I was born in Japan and grew up in a middle class conservative family and received a good education. When I was 18 years old, the guy I was dating told my parents that I was gay, so I was forced to come out as a gay man at this time. While there were many gays and drag queens on TV and many Japanese people accepted them because they were famous, no one wanted to have a ‘gay’ in their family. My mum believed that being gay was a disease or a mental illness. She even tried to place me in a mental institution. This was a very difficult time, and we had a lot of family drama about this issue.
When I was younger, I hated Japanese traditional culture and family values and wanted to run away from the environment that I was in. So in 2001, when I was 27 years old, I finally escaped and came to Australia as an international university student.
Back in Japan, I had studied English for six years at high school but I never practiced speaking it with anyone. Without the skill of speaking English to settle in foreign country, I found it very challenging in my first few years living in Australia. I badly wanted to live in a western country and communicate with people in English, so I refused to make Japanese friends for the first five years I lived here.
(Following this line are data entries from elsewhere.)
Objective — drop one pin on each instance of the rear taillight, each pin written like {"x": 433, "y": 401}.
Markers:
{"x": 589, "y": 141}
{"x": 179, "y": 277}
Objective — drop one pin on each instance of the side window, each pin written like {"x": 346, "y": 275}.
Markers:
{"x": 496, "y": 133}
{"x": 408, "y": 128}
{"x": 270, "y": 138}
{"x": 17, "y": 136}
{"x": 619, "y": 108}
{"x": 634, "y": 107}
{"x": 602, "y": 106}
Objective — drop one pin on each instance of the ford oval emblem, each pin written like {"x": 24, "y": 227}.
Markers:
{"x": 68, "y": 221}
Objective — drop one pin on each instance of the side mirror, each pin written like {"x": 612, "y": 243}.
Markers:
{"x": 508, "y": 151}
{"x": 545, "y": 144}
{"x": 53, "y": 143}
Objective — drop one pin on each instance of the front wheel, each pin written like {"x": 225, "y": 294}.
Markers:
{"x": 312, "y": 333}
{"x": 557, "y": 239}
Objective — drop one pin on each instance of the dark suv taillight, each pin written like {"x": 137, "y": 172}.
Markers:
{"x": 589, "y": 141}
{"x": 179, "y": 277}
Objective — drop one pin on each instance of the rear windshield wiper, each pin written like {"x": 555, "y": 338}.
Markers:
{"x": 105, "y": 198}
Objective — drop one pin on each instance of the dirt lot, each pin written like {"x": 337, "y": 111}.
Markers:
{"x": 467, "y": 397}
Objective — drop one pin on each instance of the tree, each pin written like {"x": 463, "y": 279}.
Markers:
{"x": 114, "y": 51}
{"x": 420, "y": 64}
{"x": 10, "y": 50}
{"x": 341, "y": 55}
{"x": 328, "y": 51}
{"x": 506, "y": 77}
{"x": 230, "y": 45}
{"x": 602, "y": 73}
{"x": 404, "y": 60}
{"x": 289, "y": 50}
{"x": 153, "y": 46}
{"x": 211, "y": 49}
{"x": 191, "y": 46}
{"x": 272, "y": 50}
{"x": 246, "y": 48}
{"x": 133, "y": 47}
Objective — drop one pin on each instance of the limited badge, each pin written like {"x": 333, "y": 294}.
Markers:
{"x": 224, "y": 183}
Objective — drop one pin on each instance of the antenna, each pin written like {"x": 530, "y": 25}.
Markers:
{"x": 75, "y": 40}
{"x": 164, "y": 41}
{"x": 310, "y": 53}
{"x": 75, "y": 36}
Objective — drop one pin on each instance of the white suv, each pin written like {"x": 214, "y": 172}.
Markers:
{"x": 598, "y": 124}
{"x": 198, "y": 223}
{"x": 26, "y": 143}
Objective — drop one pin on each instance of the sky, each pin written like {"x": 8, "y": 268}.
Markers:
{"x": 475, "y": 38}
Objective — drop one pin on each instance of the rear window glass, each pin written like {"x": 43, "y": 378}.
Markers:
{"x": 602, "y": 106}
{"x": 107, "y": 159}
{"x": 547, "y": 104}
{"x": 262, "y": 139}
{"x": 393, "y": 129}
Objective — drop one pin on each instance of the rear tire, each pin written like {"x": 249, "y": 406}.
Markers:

I tried to find Australian gay friends but it was not easy. I jumped online and utilised a gay chat room to practice communicating with people in English. Here I met a guy in the chat room and started dating. We had sex after a few coffee dates and we didn’t use condoms. In Japan we were taught that condom use prevented HIV infection. However, my condom use was not consistent because HIV was not realistic thing for me. When I was in Japan, I never met anyone living with HIV.
After a few condom-less sex sessions, my new friend told me that he was HIV positive. He also told me that his ex-boyfriend had never got HIV even though they didn’t use condoms in the three years they were together. I knew that I needed to ask him to use condoms but I could not ask or negotiate with my limited English.
For me, there was also a cultural factor. In Japan it is not polite to tell other people what we want. This is considered selfish. I was scared I would upset him if I asked him to use condoms. So we continued to have sex without condoms.
Six months later I felt flu-like symptoms. I knew it was not flu so I requested a HIV test at the Taylor Square Private Clinic. The result came back ‘HIV positive’ in one week, just as I expected. My doctor told me via a Japanese interpreter that my viral load was extremely high and this showed that I contracted HIV within the past six months. It was very likely that I got HIV from the guy I was dating.
I was shocked but I could not blame him. I blamed myself. I did not protect myself. I grew up with strict parents and I believed that it was my responsibility and I must deal with the consequences of my actions.
I strongly believe that in protecting ourselves against HIV, we need to take a shared responsibility together whether HIV positive or negative. Understanding and learning the latest knowledge about HIV and then sharing that knowledge to your family and friends, our community, is the key to ending HIV related issues around the world.
I am so fortunate that there is support from people including other people who are living with HIV. Today, I am 43 years old and have been living with HIV for 15 years. I have gained confidence and grown into the strong resilient person I am today.